Archive for the Juventus Category

Football manager 2007

Posted in Juventus, Liga, Premier League, football fans on January 17, 2007 by globalfootball

Capello shows his finger to Real Madrid fans

Or football manager craze 2007. During the last weeks the main characters on European football have been football managers. In Italy we have seen small episodes involving Inter FC manager Roberto Mancini, but the lights have been especially pointed at Real Madrid’s Fabio Capello and Chelsea’s Jose Mourinho.

Fabio Capello is the neighbour you would never want. He’s started his professional career as a manager at AC Milan and won everything possible in 6 years time (with 4 Scudetto in a row). Then he went to Real Madrid, won a Liga beating a great Barcelona and then, after an unsucessful short period back at Milan, he joined AS Roma and won the league at the second attempt, 18 years after the previous one for this club. Over there he mentored two of the best youngsters of the team, Daniele De Rossi and Alberto Aquilani. Then left as a traitor for Juventus and won two titles, none of which has been validated by the Italian football association though. He joined Real Madrid again, accidentally right after Juventus’ demotion to Serie B, and last Sunday after a dull 1-0 victory, whistled at by his own supporters, he showed what kind of gentlemen he his. There would be plenty to say about him, for example about his really poor tactical skills as a coach and the defensive attitude of all the teams he’s managed, but this gesture, addressed at the same people that contribute to make him so important, rich and famous, shows everything you want to know about this man.

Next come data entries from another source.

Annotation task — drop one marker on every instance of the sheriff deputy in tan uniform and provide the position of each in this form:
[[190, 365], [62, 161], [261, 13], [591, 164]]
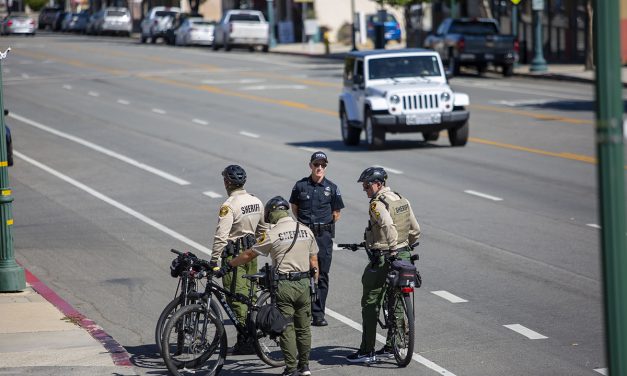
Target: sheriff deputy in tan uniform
[[392, 227], [240, 220], [294, 265]]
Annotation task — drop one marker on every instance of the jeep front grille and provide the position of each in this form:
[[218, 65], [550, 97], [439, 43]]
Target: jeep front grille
[[420, 102]]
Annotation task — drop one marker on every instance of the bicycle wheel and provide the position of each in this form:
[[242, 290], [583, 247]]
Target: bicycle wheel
[[194, 342], [403, 330], [266, 346], [169, 310]]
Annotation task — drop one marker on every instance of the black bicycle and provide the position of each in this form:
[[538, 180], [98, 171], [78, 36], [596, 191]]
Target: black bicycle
[[398, 302], [194, 339], [183, 267]]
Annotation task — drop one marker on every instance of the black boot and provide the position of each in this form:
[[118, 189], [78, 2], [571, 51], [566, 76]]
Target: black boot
[[243, 346]]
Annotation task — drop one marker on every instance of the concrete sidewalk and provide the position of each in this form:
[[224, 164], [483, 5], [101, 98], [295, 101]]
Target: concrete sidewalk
[[563, 72], [41, 334]]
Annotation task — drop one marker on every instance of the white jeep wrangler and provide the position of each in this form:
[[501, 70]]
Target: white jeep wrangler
[[399, 91]]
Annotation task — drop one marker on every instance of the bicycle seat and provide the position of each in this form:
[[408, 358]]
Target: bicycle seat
[[254, 276]]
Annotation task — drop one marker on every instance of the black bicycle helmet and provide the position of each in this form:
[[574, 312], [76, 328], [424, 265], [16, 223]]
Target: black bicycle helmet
[[275, 203], [234, 175], [373, 174]]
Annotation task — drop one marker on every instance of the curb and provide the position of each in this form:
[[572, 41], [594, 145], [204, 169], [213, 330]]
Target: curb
[[118, 353]]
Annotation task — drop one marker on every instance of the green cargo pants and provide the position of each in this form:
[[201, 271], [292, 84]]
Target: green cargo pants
[[239, 285], [373, 282], [293, 300]]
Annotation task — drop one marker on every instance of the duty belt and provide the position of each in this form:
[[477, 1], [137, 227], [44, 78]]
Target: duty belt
[[293, 276], [319, 228]]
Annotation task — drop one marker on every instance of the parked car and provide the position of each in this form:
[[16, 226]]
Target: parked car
[[194, 31], [391, 26], [157, 22], [473, 42], [247, 28], [115, 20], [18, 24], [78, 22], [399, 91], [93, 21], [47, 17]]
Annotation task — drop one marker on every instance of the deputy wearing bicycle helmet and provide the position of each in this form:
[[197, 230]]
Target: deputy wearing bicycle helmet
[[392, 227], [293, 259], [240, 220]]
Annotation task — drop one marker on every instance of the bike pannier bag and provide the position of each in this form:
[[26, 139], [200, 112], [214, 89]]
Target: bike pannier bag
[[406, 273], [271, 321]]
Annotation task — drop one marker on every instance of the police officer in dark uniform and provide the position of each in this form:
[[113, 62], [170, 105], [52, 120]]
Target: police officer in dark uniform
[[316, 202]]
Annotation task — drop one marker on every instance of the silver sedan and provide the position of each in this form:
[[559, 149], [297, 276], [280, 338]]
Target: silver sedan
[[194, 31], [18, 24]]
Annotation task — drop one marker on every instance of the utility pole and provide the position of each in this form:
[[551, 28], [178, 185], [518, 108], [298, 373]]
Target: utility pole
[[538, 64], [609, 137], [11, 274]]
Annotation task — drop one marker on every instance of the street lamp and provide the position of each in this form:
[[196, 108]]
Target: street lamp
[[271, 23], [538, 64], [11, 274]]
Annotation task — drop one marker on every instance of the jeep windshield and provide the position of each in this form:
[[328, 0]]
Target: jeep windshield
[[403, 67]]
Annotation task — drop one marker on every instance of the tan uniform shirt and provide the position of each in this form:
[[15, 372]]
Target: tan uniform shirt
[[241, 213], [382, 234], [277, 241]]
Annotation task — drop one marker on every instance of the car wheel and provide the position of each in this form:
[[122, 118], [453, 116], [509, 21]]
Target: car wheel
[[459, 136], [431, 136], [508, 70], [375, 138], [350, 134]]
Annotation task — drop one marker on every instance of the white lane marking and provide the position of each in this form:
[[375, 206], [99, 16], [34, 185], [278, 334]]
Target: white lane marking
[[248, 134], [212, 194], [448, 296], [391, 170], [102, 150], [274, 87], [242, 81], [201, 122], [475, 193], [418, 358], [525, 331], [116, 204]]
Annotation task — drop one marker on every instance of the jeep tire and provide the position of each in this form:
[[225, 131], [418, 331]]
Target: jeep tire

Jose Mourinho is much younger than Capello but he has at least as much self-belief as the Italian manager. He’s been amazingly successful in his still short career. His teams have won the last 4 championships played (2 with Porto FC in 2003 and 2004 and two with Chelsea in 2005 and 2006) and he also shows on his cupboard a Champions League, a U.E.F.A. Cup, 2 national cups and 2 Supercups (Community Shield in England). His quotes, taken from his page on Wikipedia, says as much as Capello’s picture about him

We have top players and, sorry if I’m arrogant, we have a top manager

If I wanted to have an easy job…I would have stayed at Porto – beautiful blue chair, the Uefa Champions League trophy, God, and after God, me

We are on top at the moment but not because of the club’s financial power. We are in contention for a lot of trophies because of my hard work

He’s recently publicly complained about his club, who apparently doesn’t provide him with the financial resources he needs to enforce his team. And God knows how much money Chelsea have spent in the last 2 transfert markets and how high are its players’ salaries!

We just wish both of them a lot of success because humble, hardworking people like them deserve respect and admiration from every human being!

Cannavaro

Posted in Ballon d'or, Juventus, World Cup, doping on November 28, 2006 by globalfootball

Cannavaro’s arm

There are rumors that Fabio Cannavaro, captain of the Italian national team, former Juventus defender and at the moment with Real Madrid, is going to win the Ballon d’Or, the most important trophy awarded to footballers in Europe.

He has played a great World Cup last summer in Germany and a more than decent season in Italian Serie A 2005/06.

No one, of course, is worried about him being the filmmaker of a nice video – which can be found on Youtube, check it out, Cannavaro’s doping – shot just before the U.E.F.A. Cup final in 1999, in Moscow, when his former team, FC Parma beated French rivals Marseille 3-0.

Neither anyone is concerned about him having played for controversial Italian team Juventus. He played there and they won two titles, 2004/05 and 2005/06, without knowing that the Scudetto was going to be stripped out of their jerseys and the team relegated to Serie B. Surely someone could object that the players were not responsible for what happened. Problem is that Fabio Cannavaro was one of the players whose signings were the proof of the whole Juve corruption system.

from English newspaper Guardian:

Cannavaro is said to have deliberately underperformed at his former club, Inter, in order to facilitate a move to Juventus

Someone will also remember that Fabio Cannavaro, after the last match he played for Juventus in 2005/2006, a match they thought had brought them to the Italian Scudetto, when interviewed about the occurring scandal, said he doesn’t read newspapers neither watch television.

What’s happening shouldn’t worry too much football fans all over the world, though.

What about Zinedine Zidane being awarded as the most outstanding player of the 2006 World Cup in Germany? Did anyone forget this?